Graduate I did, after five years, and with honors. All of my high school friends and teachers were shocked that I had chosen, then stuck with, engineering. No one had seen it coming, no one really understood it. Even I wasn't totally sold on the decision. It seemed to me that I had decided my major course of study based on a desire to prove myself, rather than to prepare for a fitting professional life. Those five years were the hardest of my life. I didn't have a single slacker-success experience. (Although I did take a critical writing class, one semester, to boost my GPA. I got a spontaneous ovation from that class at the end of the semester.) I went from being one of the top students in my high school to one of the bottom in college. And I don't mean my GPA - you learn how to get good grades in engineering school, and you don't have to learn the material to do it - I mean that in high school, my intellectual prowess commanded respect, and in college, it attracted pity. I became the student that psychologist had described, getting by on hard work and stubbornness, with no talent to speak of.

It sent me out into the professional world shaken and insecure. Here I had this degree that I felt like was maybe a big lie. Because when companies hire an engineer, they want the kind of person who always wanted to be an engineer. Not someone who chose it to prove she could succeed at something hard for her. But, I also had a load of college loans to pay, and a ticket to a bunch of high-paying jobs, so I set out to get it done. "Five years," I told myself. "I'll pay my loans off in five years, then switch to a career I'll actually like. Maybe teaching or something." Getting jobs was laughably easy - turns out the interviewers just assume you're good at engineering because you have a bachelor's degree in it with a high GPA. They meet me and immediately think "All that, and well-spoken too! And a WOMAN!" All the skills that helped me BS my way through before the big challenge were just as applicable to job interviews. I was gainfully employed in no time.

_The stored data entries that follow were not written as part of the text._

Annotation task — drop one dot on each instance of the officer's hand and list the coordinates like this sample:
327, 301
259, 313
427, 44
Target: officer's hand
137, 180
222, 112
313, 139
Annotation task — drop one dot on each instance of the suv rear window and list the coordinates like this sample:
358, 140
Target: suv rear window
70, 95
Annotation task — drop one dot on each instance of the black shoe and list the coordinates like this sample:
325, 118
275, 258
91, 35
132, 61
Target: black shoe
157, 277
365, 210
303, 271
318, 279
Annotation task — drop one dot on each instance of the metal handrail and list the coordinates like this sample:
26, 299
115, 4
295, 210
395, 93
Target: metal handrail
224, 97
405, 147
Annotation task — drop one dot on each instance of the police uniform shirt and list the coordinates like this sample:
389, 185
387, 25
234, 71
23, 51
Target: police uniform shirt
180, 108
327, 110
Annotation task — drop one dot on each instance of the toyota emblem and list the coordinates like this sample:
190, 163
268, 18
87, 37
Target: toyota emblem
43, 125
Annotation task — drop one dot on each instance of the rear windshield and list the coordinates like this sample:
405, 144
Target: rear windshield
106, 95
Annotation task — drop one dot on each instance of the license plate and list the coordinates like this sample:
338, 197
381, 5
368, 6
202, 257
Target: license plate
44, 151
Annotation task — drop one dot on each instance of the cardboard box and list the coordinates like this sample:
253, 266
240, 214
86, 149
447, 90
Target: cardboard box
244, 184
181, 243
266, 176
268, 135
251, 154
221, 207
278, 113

That was seven years ago. I've been in the Aircraft industry for most of that time. They offered me my first job, which moved me to a town where that's the only real industry. I'm scared, always, of getting to close to the "real" engineering. Afraid that if I design something, it will end up killing someone. Sticking to roles where I can support, be part of a team, have plenty of checks and balances in place. Creating job functions that use peripheral skills - data management, organization, communication, critical/analytic thinking, roles that allow me to contribute without having to do any real engineering. I'm not that 15- or 16-year old anymore. I'm not cocky. I have learned to fail and I have learned to follow.

And I'm starting to wonder if maybe it's enough, now. I have a bachelor's degree with a high GPA. I have glowing performance reviews and letters of recommendation from 7 years of engineering bosses. But I know that these successes are hard-work triumphs, not talent-triumphs. And, I really miss feeling like a talented person. I miss success and I miss leading. I miss being able to trust my instincts, no fail-safes required. My student loans are long-since paid off and I have a healthy savings account. Can. . . can I stop now?

I've been thinking about this a lot of the past couple of days. The first few ideas I had were more like fantasies - become a full-time dancer in a company. Run my own magazine. Write a novel. But then I read a news article about the latest breakthrough in exoskeletons. They're doing it - they're making my dreams come true, helping paralyzed patients walk again. And maybe they could use someone like me. . . maybe I could get in on that.

I'm not too sure. Just doing a life-inventory, I guess.

It's worth mentioning, too, that my hard work in engineering, while failing to satisfy me or inspire me on its own, has afforded me the opportunity to pursue my passions and build security outside of work. It kept me employed through the Great Recession and means that now, at 30, I have the option of doing a life-inventory, instead of being a slave to my income. I'm not saying I made the wrong decisions. I'm just saying it might be time for some new ones.